Ao mesmo tempo as autoridades pedem o levantamento dos bloqueios de estradas que causam desabastecimento e perdas econômicas milionárias em pontos como Buenaventura, principal porto no Pacífico.

“Este mês ficou visível a força do Estado, como ele atua” contra os cidadãos, disse Gustavo Peña, um estudante universitário de 22 anos.

“E estou orgulhoso porque o meu país finalmente está tendo dignidade, e se levanta para não pedir nada doado, mas sim oportunidades, que não haja uma distribuição tão desigual de recursos”, acrescentou.

Em um mês de protestos, 49 pessoas morreram, a maioria civis, segundo a Ouvidoria. A acusação estabeleceu que 17 dos casos estão diretamente relacionados com as manifestações, mas a ONG Human Rights Watch afirma ter “queixas credíveis” sobre 63 mortes, 28 relacionadas com a crise.

O secretário de Estado americano, Antony Blinken “expressou preocupação e condolências pela perda de vidas durante os recentes protestos na Colômbia e reiterou o direito inquestionável dos cidadãos de protestar pacificamente”, disse nesta sexta-feira o porta-voz do Departamento de Estado, Ned Price, em um comunicado.

Blinken “saudou o diálogo nacional convocado pelo presidente Duque como uma oportunidade para o povo colombiano trabalhar em conjunto para construir um futuro de paz e prosperidade”, disse Price.

– Protesto sustentado –

A crise começou quando o governo quis aumentar impostos para a classe média, atingida pela pandemia, para preencher a lacuna fiscal deixada pela emergência econômica.

Duque desistiu da proposta, mas a repressão policial inflamou ainda mais o ânimo.
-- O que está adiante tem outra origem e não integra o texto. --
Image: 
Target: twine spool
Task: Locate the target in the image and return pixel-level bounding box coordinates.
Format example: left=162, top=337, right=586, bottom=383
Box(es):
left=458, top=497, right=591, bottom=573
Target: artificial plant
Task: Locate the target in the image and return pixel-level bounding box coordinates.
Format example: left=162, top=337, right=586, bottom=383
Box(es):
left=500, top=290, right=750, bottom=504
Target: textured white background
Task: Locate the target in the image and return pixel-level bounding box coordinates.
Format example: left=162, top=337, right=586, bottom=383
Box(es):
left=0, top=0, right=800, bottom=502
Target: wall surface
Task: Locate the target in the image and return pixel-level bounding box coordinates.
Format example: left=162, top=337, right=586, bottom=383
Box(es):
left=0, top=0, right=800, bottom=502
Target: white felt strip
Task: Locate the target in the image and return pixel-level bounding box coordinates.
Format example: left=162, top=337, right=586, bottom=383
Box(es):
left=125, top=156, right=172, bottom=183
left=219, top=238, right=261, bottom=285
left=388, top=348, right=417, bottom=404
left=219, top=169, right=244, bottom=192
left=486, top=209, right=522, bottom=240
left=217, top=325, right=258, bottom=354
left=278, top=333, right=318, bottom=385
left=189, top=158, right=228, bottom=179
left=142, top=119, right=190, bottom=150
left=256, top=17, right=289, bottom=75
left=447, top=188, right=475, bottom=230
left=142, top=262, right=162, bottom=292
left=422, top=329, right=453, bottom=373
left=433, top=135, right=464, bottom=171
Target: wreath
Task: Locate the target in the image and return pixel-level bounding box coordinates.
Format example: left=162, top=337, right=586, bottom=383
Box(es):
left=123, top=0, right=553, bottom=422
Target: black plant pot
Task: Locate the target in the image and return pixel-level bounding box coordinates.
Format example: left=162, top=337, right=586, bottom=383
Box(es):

Hoje as ruas estão cheias de jovens sem trabalho e sem educação que pedem um Estado mais solidário diante da devastação da covid-19.

As forças policiais, que na Colômbia são controladas pelo Ministério da Defesa, estão sob o ferro escaldante das críticas pelos excessos que as vinculam às mortes de manifestantes.

A comunidade internacional condenou a reação dos órgãos de segurança, enquanto as ruas clamam por uma reforma que “desmilitarize” uma força policial que há décadas luta contra guerrilheiros e narcotraficantes.

O governo garante que as manifestações foram infiltradas por vândalos e grupos armados que sobrevivem à assinatura do acordo de paz com as extintas FARC, guerrilha que se tornou partido político após meio século de fracassada luta pelo poder.

Desde que assumiu o poder em agosto de 2018, Duque enfrentou protestos sem precedentes em um país onde as manifestações eram desqualificadas por suposta manipulação da guerrilha.

A pandemia extinguiu as mobilizações por um tempo, mas elas recomeçaram com força, apesar do fato de que a Colômbia enfrenta uma onda agressiva da covid-19 que tem hospitais à beira do colapso.

As manifestações pacíficas durante o dia, mas aumentando à noite para confrontos violentos em vários pontos, levaram à demissão do Ministro das Finanças, do chanceler e do Alto Comissário para a Paz.

Enquanto isso, a desaprovação de Duque atinge níveis históricos (76%), um ano após as eleições.

A pandemia afetou a economia do país de 50 milhões de pessoas. Em um ano, a porcentagem da população pobre passou de 35,7% para 42,5%, e quase um terço dos colombianos (27,7%) entre 14 e 28 anos não estudam nem trabalham, segundo o órgão estatal de estatísticas.